Thyroid Nodule Diagnosis: Tests and Screening Procedures (part I)
Did you notice a lump in your neck? If yes, chances are you may have developed a thyroid nodule, which is an abnormal growth of thyroid cells that forms a lump within the thyroid gland. Generally, thyroid nodules are benign, but a small proportion is cancerous and needs timely treatment to stop it from spreading. As it doesn’t cause any symptoms, the only way to detect these cells early is to take an evaluation test. Learn all the common tests that are used to diagnose thyroid nodules in this series of 2 articles.
Thyroid nodule diagnosis
If your doctor notices a lump or nodule in your neck, the doctor recommends tests to determine if a thyroid nodule is benign or malignant (cancerous) to plan your future treatment options. However, not every person with a thyroid nodule needs all of these tests.
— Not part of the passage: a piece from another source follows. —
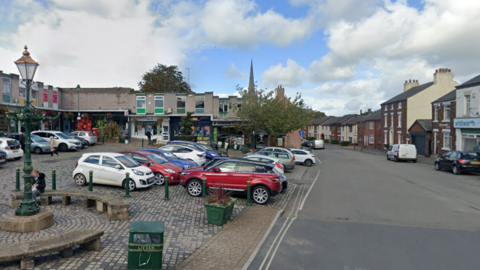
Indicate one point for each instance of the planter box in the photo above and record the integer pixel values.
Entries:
(219, 215)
Here are types of thyroid nodule tests the doctor may use to diagnose your thyroid nodule type and cause, including:
- Physical examination:
In physical examination, your doctor examines your neck, thyroid gland, throat, and lymph nodes (its small bean-shaped organs that fight infection) in the neck for unusual growth or swelling. Your doctor also looks for the signs and symptoms of hyperthyroidism such as tremors, overly active reflexes, and a rapid or irregular heartbeat. Doctors may also check the signs and symptoms of hypothyroidism such as slow heartbeat, dry skin, and facial swelling.
- Blood tests:
Doctors use several blood tests to diagnose or monitor a patient’s condition before and after treatment. These tests are called tumor marker tests. If tumor markers are found at higher-than-normal levels in the blood, urine, or body tissues of some people with cancer. Blood testing may include:
- Thyroid hormone levels: The doctor uses blood tests to check the levels of thyroid hormones including triiodothyronine (T3) and thyroxine (T4) in the body.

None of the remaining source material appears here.